Look at the introduction to Ketzot HaChoshen.

~ Marc

Anonymous said...

That infamous Bas Kol gemara can be read many other ways, thus deflating the otherwise shocking hiddush. (For a particularly non-interesting example see Tosfot there, which imply that we would indeed listen a genuine Bas Kol.) Also, I think there's no reason to assume/desire a truth-based Halakha. Is Truth really more significant than say tradition or precedent when deciding matters of Nusakh Tefilla, who should light Shabbat candles, etc.? If so, why?

Anonymous said...

I don't think that Judaism is unconcerned with truth. Rather, we have, like everything else, our own version of the truth, one that is a little more inclusive than other philosophical traditions.
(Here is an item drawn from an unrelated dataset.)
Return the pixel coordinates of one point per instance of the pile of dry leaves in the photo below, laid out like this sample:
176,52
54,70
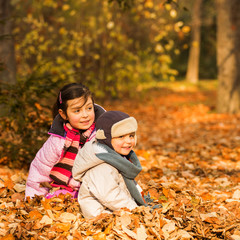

You are right that we rely on forgeries, incomplete manuscripts, etc. etc. However, when it comes down to the final day-to-day halacha, I would be hard-pressed to come up with a case where a new manuscript would change a major pillar of halacha. In my limited experience, most of the scholarly editions (e.g. mossad harav kook rishonim, tur machon yerushalayim) just make a difference in the clarity of the p'shat, and do not change ikrei halacha (e.g. no recently discovered rishon says that we don't have to keep shabbos or kashrus).

See Rav Aryeh Kaplan's article about the halachic process, and Rav Schechter's torahweb article about psak halacha. We believe that any psak, if done with the necessary intellectual honesty, is divinely inspired. So we do care about the truth - it just works differently than the Western concept of "It's written like this, this is the way it is." Instead, we believe in a sort of multiple truths: our learning of the halacha dictates our reality, and our worship. And the amazing thing is this is precisely what God wants.

There is a certain touch of the intangible in the process, as I see it.

A final recommendation: fast erev shabbos chukas. It seems to affect you as it does me.

[I could go on for quite a while - if you wish to see the complete version, let me know in the comment thread and I'll send an e-mail.]

Anonymous said...

It seems that historically this disconnect from the fundamental purpose of religion (i.e. the quest for truth) has fueled many of the reform movements across the religious world. Hasiddut itself can be seen as a reversion to that Abrahamic ideal of truth seeking on a deeply personal level. As Richard Dawkins, the notable evolutionary biologist, is wont to point out when engaged in debate with supposed 'truth seekers',if the religious are truly in the business of discovering objective truth, why not use all the tools that are so readily available in this modern world? And part of this newfound tool set is certainly the ability to distinguish reliable exegetic texts from forgeries. From the sources you quote, it does not seem that objective truth is the goal. Perhaps chachamim foreshadowed the postmodern relativist movement in understanding that truth is simply the facts as they are perceived by us now...

That Frum Guy said...

I don't understand how you can believe that there is ONE TRUTH. One rav will tell you that you can eat the chicken and the other will tell you that you can't. Is one wrong? No. Elu V'elu... They are both equally valid. The misconception is that we are actually searching for one truth. But it isn't true. I like how gavi explained it...

yitz said...

The Chida (Rav Hayyim David Azulai) answers the question you're asking about texts that were forged, incorrect, or have gone missing.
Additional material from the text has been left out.